Most importantly, these journeys have also allowed me to have compassion towards anyone in my life who has acted in unloving, hurtful or selfish mannerisms.  This includes compassion towards myself. During this journey, I removed toxic scenario's from my life, not out of hate but out of compassion to my own needs (and spirit) AND others.  True compassion. I feel it like never before. Love has become my most important goal.  How to love.  In entirety.  Love for everyone and everything.  THIS is a challenge for me. Really.  To love unconditionally and to look through loving eyes ALWAYS is a beautiful reason for being.  It is the reason I am here.  Possibly all of us. My eyes have opened and I will never, ever be able to go back to my old seeing self.  Awakenings are beautiful and terrifying and tumultuous and all encompassing.  I have surrendered to THIS knowledge, but I still consistently walk through this paradigm with sass and fight.  I have not fully surrendered to it all.  Not yet.

This year has been both uplifting and exhausting.  I have went through some very dark moments, and came out on top with new perspective.  My perspective is completely different, yet very much the same.... this I can not explain.  There were times where I quite literally NEEDED to hide from this world.  Particularly after the Vipassana meditation retreat and the Ayahuasca ceremony. These were times in which I needed to process in private.  Away from all of the holographic non-sense. Processing is still happening and will for quite some time.

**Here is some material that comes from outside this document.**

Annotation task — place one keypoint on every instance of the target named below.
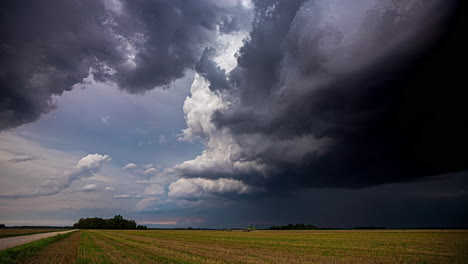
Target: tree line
(118, 222)
(293, 227)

Living my life to the fullest is something that I thought I WAS already doing.  It was not until this past month, when a beautiful soul went back to the stars... that I realized how much precious time I still truly waste.  It is a time of change, and this past year much groundwork has been created for exquisite beauty to blossom.  I leave for Australia in 5 days....

Thank-you Nicholas, for reminding so many people, of: the ultimate limit of this life AND more importantly... how UNLIMITED life's possibilities really are.  You have impacted the lives of so many with your love.  You have impacted my life in big ways, despite the random, short and beautiful interactions, I was lucky enough to experience with you.  Today I start living truly, in your memory.  I hope I can impact other's lives as eloquently as you have.  I hope to see you again in another lifetime buddy.  So much love to you... and US ALL.